In the present embodiment, the print inspection is performed by a screen printing apparatus having a print inspection function, but it is used in a dedicated inspection apparatus provided separately and independently of the screen printing apparatus. Inspection data to be inspected. That is, the mask plate used for the substrate to be inspected may be measured by the three-dimensional measurement function of the screen printing device described in the above embodiment or by using a dedicated three-dimensional measurement device.
Then, mask opening shape data is obtained from the measurement result, and inspection data is created.

[0025]

According to the present invention, the opening shape of the pattern hole of the mask plate used for screen printing is measured by the shape measuring means, and inspection data is created from the opening shape data obtained by this measurement. More preferably, by comparing this measurement result with the mask making data of the mask plate to obtain error data indicating an error from the normal shape of the mask plate, a highly accurate inspection can be performed by a simple method. Data can be created, and the effects of mask manufacturing errors and temporal deformation can be eliminated, and inspection results that correctly evaluate the printing process itself can be obtained.

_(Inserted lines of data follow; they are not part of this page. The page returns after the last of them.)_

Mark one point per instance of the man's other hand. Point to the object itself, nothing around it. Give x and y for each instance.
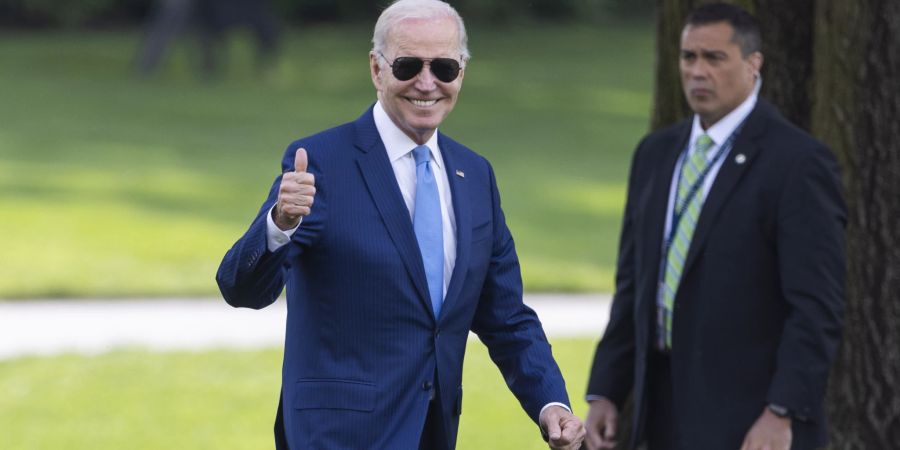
(601, 424)
(770, 432)
(564, 430)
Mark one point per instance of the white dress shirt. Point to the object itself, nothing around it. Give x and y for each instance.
(399, 148)
(719, 132)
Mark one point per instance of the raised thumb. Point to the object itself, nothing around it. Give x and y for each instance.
(300, 161)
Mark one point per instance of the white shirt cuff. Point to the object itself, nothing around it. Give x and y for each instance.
(541, 414)
(276, 237)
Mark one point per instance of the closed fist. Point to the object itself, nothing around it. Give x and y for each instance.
(296, 194)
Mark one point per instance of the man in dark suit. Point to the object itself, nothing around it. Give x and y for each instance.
(730, 279)
(390, 239)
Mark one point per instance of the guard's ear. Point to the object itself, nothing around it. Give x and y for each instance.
(755, 60)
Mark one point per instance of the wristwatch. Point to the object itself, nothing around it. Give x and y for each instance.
(779, 411)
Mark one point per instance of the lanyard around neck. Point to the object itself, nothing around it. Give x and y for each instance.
(678, 213)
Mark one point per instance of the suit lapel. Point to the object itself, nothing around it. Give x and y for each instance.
(729, 176)
(459, 194)
(378, 174)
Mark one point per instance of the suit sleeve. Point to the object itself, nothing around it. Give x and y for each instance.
(612, 373)
(811, 258)
(251, 276)
(511, 330)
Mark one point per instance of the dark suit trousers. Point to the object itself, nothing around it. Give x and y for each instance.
(434, 435)
(660, 429)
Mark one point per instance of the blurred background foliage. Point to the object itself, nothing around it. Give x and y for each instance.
(114, 13)
(118, 185)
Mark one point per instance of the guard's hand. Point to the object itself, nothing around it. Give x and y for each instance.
(295, 195)
(601, 424)
(565, 431)
(770, 432)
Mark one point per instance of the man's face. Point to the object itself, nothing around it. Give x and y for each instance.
(715, 77)
(419, 105)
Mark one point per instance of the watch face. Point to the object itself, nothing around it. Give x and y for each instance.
(778, 410)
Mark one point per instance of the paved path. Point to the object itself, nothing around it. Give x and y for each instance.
(97, 326)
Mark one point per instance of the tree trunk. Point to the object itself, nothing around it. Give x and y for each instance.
(857, 112)
(833, 67)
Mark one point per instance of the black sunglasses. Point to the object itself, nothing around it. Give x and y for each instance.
(406, 68)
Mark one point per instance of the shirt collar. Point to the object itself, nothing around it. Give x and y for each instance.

[Brief description of the drawings]

FIG. 1 is a front view of a screen printing apparatus according to an embodiment of the present invention.

FIG. 2 is a side view of the screen printing apparatus according to the embodiment of the present invention.

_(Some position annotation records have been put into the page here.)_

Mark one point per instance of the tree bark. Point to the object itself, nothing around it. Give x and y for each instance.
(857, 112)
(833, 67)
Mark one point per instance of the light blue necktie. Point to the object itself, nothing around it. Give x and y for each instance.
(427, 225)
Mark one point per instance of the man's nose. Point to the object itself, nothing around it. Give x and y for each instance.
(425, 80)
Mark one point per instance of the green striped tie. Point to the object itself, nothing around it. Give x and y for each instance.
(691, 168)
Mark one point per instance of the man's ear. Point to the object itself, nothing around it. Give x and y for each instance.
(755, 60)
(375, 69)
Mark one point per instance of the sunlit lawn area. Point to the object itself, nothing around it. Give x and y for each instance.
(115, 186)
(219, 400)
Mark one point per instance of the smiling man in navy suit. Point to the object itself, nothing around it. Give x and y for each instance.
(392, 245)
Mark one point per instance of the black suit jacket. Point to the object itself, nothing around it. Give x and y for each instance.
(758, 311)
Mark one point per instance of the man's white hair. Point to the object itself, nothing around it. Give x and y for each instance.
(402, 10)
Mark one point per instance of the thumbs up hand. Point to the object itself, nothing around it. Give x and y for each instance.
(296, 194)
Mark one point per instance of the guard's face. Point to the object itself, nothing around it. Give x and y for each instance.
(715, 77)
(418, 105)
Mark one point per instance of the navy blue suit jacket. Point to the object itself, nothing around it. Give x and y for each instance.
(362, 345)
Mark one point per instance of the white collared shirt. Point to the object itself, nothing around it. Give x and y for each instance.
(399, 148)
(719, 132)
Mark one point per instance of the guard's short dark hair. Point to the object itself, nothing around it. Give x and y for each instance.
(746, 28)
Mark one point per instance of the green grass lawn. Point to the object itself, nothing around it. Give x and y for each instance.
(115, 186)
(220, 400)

FIG. 3 is a plan view of a screen printing apparatus according to an embodiment of the present invention.

FIG. 4 is a perspective view of a laser measuring device of the screen printing device according to the embodiment of the present invention;

FIG. 5 is a block diagram illustrating a configuration of a control system of the screen printing apparatus according to the embodiment of the present invention.

[Explanation of symbols]

 DESCRIPTION OF SYMBOLS 1 Substrate positioning part 6 Substrate 10 Screen mask 12 Mask plate 12a Pattern hole 13 Squeegee head 20 Laser measuring device 34 Shape detection part 35 Inspection data creation part 36 Printing judgment part

 ──────────────────────────────────────────────────の Continuing on the front page (72) Inventor Shigetaka Abe 1006 Kazuma Kadoma, Osaka Prefecture Matsushita Electric Industrial Co., Ltd. F term (reference) 2C250 EB39 EB43 EB50 2F065 AA53 BB02 BB29 CC01 CC26 FF61 GG04 MM03 PP12 QQ21 QQ32 QQ38 5E319 AA03 AC01 BB05 CD04 CD29 CD53 GG20

Claims (2)

[Claims] 1. A method for producing inspection data used in a print inspection apparatus for inspecting the printed state of cream solder on a substrate after screen printing, wherein the shape of an opening of a pattern hole of a mask plate used for screen printing is formed. A method for producing inspection data for a print inspection apparatus, wherein the inspection data is produced from data of the opening shape obtained by measurement by measuring means. 2. A method for producing inspection data used in a print inspection apparatus for inspecting a printed state of cream solder on a substrate after screen printing, wherein the shape of an opening of a pattern hole of a mask plate used for screen printing is formed. Measured by measuring means, error data indicating an error from the normal shape of the mask plate is obtained by comparing the data of the opening shape obtained by this measurement with the mask making data of the mask plate, and obtaining the mask making data And generating inspection data on the basis of the error data.